In the statement, JCRC extends strong support for civil liberties, recognizes the need for a more secure border, and urges the U.S. Congress to immediately consider comprehensive bipartisan immigration reform.
The statement says, in part, “As members of the Jewish community who have been considered ‘strangers’ throughout history, we know well the fear of living as ‘outsiders.’ The Torah (Hebrew Bible) states that we ‘shall have one law for the stranger and the citizen alike’ (Leviticus 24:22), and tells us seventeen distinct times to ‘Love the stranger.’ In addition, we are commanded to establish a fair justice system and to ‘judge the people with righteous justice’ (Deuteronomy 16:12).”
The JCRC statement notes that these Torah passages “provide great relevance with respect to the rights of immigrants.”
“With this law,” the statement continues, “local law enforcement officers who have ‘reasonable suspicion’ about a person’s immigration status are required to demand immigration papers. We are concerned that this will create distrust between local law enforcement and those they are sworn to serve and protect. We are also concerned that members of the immigrant and Latino communities, both legal citizens and non-citizens, will be reluctant to report crimes or to cooperate with local law enforcement” out of fear of discrimination or separation from their families.
Arizona rabbis have also spoken out against the new law. Citing the mandates of their “Jewish moral and American civic traditions,” 13 Reform rabbis sent a letter to Gov. Jan Brewer May 7 urging her to repeal SB 1070.
“This inhumane and retrogressive [law] threatens the rights of all Arizona residents by making failure to carry identification into a crime and leaving the entire population vulnerable to police questioning,” the letter said. Tucson rabbis Helen Cohn of Congregation M’kor Hayim, Samuel M. Cohon of Temple Emanu-El, Shafir Lobb of Congregation Ner Tamid, Thomas Louchheim of Congregation Or Chadash, and Benjamin Sharff of Temple Emanu-El signed the letter along with eight Reform rabbis from the Phoenix area.
“Granting local police the power to determine what constitutes suspicious legal status is an affront to American values of justice and our historic status as a nation of immigrants,” noted the rabbis. “The [law] places law enforcement in an untenable situation, while [also] having an adverse affect on the state’s economy.

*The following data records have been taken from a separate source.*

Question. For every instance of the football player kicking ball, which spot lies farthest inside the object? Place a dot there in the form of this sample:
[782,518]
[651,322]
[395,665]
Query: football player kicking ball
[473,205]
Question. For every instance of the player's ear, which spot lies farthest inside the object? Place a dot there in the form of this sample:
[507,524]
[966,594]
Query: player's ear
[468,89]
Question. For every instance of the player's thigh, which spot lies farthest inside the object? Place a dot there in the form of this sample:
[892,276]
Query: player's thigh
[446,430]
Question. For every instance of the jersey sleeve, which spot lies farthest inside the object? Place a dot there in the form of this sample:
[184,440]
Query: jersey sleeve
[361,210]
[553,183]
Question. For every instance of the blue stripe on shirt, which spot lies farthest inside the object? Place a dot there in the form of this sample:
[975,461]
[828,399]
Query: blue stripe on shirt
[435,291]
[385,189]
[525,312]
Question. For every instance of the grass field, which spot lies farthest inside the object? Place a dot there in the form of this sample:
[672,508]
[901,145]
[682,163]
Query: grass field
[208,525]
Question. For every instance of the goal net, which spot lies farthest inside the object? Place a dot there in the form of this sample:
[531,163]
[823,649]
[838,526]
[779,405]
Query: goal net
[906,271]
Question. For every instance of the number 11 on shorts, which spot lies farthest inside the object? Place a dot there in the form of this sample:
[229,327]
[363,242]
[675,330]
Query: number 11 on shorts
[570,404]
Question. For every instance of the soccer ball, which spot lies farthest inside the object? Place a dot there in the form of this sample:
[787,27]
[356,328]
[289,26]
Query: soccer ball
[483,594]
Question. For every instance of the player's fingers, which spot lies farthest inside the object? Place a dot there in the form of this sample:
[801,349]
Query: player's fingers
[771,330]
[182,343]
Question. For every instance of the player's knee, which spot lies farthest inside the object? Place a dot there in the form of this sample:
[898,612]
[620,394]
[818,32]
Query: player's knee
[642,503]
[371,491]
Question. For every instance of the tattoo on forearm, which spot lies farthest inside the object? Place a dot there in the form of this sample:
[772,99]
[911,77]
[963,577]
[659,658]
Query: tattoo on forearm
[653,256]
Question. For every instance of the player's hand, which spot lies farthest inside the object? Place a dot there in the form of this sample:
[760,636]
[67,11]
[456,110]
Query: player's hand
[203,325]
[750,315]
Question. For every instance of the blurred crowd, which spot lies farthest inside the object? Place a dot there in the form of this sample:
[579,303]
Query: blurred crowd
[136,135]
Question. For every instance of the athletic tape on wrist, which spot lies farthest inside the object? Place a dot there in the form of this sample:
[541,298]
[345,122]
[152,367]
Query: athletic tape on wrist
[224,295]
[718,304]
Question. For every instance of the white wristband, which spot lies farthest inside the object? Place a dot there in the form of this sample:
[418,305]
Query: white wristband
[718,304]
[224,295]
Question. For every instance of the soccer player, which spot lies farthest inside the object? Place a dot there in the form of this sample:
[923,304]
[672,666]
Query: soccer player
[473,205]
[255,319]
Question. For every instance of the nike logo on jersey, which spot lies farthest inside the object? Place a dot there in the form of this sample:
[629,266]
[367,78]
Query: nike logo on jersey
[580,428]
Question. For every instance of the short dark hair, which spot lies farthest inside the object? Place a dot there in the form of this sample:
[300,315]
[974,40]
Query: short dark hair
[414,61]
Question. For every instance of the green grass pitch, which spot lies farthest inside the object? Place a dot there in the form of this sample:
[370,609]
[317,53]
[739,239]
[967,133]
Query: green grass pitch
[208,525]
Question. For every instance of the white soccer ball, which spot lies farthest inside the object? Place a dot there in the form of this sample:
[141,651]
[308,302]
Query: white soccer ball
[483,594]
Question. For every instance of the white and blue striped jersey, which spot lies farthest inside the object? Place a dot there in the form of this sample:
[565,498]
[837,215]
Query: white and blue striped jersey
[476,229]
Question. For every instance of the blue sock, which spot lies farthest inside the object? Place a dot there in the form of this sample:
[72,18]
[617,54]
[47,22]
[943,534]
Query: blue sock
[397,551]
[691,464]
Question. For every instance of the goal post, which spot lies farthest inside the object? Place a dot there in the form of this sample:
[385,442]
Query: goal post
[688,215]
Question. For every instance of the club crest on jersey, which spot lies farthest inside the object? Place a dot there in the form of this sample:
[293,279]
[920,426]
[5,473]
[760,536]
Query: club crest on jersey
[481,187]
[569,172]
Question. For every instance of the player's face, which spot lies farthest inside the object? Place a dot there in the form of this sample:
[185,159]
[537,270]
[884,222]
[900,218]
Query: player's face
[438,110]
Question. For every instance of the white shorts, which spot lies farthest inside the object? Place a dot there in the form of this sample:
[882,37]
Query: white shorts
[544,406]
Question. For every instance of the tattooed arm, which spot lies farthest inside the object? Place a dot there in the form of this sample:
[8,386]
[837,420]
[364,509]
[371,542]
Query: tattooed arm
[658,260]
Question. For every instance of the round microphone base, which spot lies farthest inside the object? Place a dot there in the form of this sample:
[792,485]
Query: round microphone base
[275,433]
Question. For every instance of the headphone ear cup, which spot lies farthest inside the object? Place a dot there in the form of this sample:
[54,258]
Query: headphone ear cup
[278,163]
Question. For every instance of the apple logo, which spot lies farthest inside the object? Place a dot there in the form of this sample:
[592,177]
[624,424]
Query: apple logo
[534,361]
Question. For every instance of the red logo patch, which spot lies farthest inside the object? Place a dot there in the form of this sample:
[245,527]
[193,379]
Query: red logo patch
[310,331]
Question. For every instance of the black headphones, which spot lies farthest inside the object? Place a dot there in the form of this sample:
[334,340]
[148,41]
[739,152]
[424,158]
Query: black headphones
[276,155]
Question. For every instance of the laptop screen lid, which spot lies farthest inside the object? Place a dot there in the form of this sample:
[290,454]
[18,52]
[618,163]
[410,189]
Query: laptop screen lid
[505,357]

“We do not question your intention to protect people from racial profiling,” they told Brewer. “However, we know from our own historical experience, that this is a slippery slope, to say the least.”
Agreeing that “our immigration system is broken,” the rabbis said the law “moves us in the wrong direction. … We should, instead, focus our energy on comprehensive reform of our immigration system.”